I veri fuoriclasse sono là dietro, e hanno reso la difesa della Roma la meno penetrata in Europa: sedici gol incassati da Svilar in ventisei giornate sono davvero pochi, poco più di mezzo gol a partita (0,6), con dodici clean sheet. Una media da squadra scudetto, almeno in Italia. La Roma, il titolo, non lo vincerà, ma quei numeri possono garantire almeno il mantenimento del posto in Champions. La difesa si è evoluta nel tempo, ha vissuto sostanziali cambiamenti, metamorfosi. Prima si fondava sul terzetto più affidabile, era nata con Hermoso centrale di destra, poi lo spagnolo si è spostato a sinistra, avendo sempre come compagni Mancini e Ndicka.
Poi, ha conosciuto l’alternativa, buona per i tre ruoli: Ghilardi. Il ragazzo arrivato da Verona tra mille diffidenze, si sta pian piano ritagliando gli spazi che merita.

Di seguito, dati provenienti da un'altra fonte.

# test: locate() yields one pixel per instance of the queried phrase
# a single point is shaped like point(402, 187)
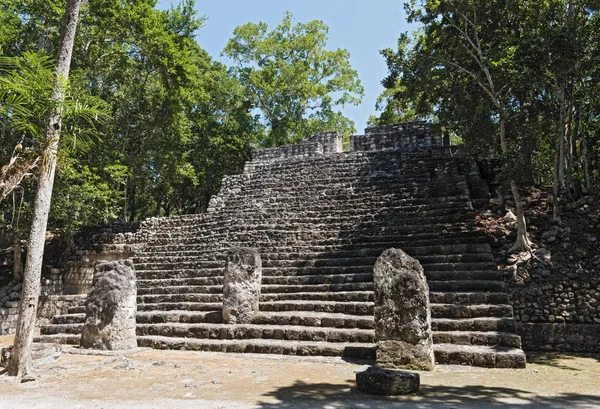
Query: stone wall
point(559, 314)
point(320, 144)
point(409, 136)
point(559, 337)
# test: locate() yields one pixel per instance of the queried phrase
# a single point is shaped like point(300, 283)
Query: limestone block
point(41, 353)
point(402, 314)
point(387, 382)
point(241, 285)
point(111, 307)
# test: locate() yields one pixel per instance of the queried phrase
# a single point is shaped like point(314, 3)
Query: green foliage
point(469, 64)
point(293, 80)
point(85, 196)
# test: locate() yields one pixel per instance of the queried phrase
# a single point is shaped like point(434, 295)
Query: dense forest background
point(152, 122)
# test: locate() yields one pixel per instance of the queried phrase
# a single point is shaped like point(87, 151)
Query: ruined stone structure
point(241, 286)
point(110, 308)
point(320, 218)
point(402, 313)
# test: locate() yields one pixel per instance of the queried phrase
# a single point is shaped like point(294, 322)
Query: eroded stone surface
point(381, 381)
point(111, 308)
point(41, 353)
point(241, 285)
point(402, 314)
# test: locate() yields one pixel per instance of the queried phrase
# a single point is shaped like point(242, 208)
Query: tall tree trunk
point(569, 149)
point(522, 243)
point(555, 195)
point(17, 263)
point(586, 170)
point(561, 137)
point(20, 363)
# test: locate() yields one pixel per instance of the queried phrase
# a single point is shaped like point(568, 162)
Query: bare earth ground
point(179, 379)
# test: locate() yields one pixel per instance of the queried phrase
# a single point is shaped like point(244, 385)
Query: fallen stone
point(388, 382)
point(510, 217)
point(402, 314)
point(111, 308)
point(241, 286)
point(41, 353)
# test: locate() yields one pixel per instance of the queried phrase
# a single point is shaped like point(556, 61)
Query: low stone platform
point(388, 382)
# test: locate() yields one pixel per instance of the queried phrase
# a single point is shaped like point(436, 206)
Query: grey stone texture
point(241, 286)
point(402, 313)
point(379, 381)
point(41, 353)
point(319, 222)
point(111, 308)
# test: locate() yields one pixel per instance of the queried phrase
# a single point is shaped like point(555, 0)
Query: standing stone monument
point(111, 307)
point(241, 285)
point(402, 314)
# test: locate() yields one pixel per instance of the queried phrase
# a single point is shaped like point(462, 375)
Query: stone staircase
point(319, 222)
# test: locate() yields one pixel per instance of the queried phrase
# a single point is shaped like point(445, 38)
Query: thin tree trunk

E’ cresciuto, ora tiene botta anche nei match più complicati; è migliorato anche commettendo errori grossolani, ed ora più che una riserva si è trasformato in un dodicesimo. E contro la Juve, con molta probabilità, dovrà giocare al posto di Hermoso che con la Cremonese si è stoppato durante il riscaldamento. Ieri Mario si è sottoposto ad esami strumentali: risentimento muscolare all’ileopsoas. La difesa è passata dal reggersi quasi esclusivamente sulle prodezze di Svilar, al vivere sulle marcature implacabili dei tre davanti a lui.

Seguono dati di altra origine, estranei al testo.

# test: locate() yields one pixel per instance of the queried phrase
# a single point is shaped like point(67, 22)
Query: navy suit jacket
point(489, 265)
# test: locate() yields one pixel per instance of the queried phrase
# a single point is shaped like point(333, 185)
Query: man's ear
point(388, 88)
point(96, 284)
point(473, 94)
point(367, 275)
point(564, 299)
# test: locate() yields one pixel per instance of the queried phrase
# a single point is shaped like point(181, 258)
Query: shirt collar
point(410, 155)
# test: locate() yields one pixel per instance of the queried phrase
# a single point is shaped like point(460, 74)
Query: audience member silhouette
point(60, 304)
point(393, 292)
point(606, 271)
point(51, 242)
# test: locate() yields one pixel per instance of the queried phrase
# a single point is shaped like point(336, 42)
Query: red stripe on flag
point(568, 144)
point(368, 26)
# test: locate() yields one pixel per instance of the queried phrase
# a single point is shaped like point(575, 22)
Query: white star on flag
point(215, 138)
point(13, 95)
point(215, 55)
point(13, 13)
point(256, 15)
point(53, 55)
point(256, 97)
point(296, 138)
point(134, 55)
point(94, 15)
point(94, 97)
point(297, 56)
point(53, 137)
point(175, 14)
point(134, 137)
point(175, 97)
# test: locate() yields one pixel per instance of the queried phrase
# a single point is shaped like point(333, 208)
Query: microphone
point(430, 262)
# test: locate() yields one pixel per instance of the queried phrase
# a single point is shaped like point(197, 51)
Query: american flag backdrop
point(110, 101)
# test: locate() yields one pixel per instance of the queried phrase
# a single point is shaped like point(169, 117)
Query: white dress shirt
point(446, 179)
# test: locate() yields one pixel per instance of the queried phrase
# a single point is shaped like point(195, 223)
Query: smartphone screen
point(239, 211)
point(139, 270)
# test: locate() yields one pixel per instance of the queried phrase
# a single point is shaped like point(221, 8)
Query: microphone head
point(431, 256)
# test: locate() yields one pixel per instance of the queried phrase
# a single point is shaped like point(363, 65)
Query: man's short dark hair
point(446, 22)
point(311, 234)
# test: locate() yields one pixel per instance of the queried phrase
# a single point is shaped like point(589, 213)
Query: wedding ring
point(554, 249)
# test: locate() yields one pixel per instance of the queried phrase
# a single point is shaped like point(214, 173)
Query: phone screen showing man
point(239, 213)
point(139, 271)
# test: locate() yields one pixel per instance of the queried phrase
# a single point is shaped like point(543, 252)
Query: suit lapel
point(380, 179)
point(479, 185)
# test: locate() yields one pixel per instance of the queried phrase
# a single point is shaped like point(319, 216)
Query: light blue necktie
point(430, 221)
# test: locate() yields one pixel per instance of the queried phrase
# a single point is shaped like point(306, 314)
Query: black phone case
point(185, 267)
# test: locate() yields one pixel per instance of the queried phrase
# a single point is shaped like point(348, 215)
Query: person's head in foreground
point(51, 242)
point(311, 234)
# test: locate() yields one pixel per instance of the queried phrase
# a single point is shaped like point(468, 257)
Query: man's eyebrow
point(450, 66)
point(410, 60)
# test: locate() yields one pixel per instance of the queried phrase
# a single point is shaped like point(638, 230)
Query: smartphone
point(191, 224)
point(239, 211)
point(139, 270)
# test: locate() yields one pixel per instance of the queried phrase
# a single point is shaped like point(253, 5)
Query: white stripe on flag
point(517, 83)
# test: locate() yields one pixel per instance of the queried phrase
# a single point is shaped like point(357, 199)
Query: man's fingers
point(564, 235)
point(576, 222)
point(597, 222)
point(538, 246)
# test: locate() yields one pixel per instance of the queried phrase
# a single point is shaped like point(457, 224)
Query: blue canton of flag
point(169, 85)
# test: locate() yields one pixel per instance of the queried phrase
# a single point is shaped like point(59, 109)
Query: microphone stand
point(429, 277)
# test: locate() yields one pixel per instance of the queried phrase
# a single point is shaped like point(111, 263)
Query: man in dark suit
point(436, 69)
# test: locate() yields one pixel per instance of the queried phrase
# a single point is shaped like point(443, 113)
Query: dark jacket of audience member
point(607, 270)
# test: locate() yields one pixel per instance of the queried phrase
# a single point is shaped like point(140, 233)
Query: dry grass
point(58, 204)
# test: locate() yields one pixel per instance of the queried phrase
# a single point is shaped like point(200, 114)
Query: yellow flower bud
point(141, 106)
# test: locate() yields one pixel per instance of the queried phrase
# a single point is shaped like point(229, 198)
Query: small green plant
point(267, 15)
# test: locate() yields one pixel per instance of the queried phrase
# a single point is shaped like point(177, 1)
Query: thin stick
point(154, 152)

Prima la Roma subiva molti tiri in porta, ora gli attaccanti avversari arrivano meno davanti al portiere. Mancini è una garanzia, Ndicka si sta dimostrando un marcatore fenomenale e su di lui hanno messo gli occhi addosso molti club blasonati soprattutto in Premier e in Liga ed Hermoso, quando c’è, porta una buona dose di esperienza. Oltre a Ghilardi, ha mostrato una certa affidabilità anche Ziolkowski, decisivo in Europa League con il gol che ha regalato alla Roma la qualificazione diretta agli ottavi, e il solito Celik quando, sempre meno, viene impiegato nei tre. La fantastica Arsenal di Arteta, che ha vissuto il testa a testa con la Roma per essere la migliore difesa europea, è ora a 21 reti subite, come il Real Madrid. Ora la squadra che se la batte con la squadra di Gasperini è il Psg, ma parliamo dei campioni d’Europa in carica. Gasp ci può stare, e (anche) per questo balla.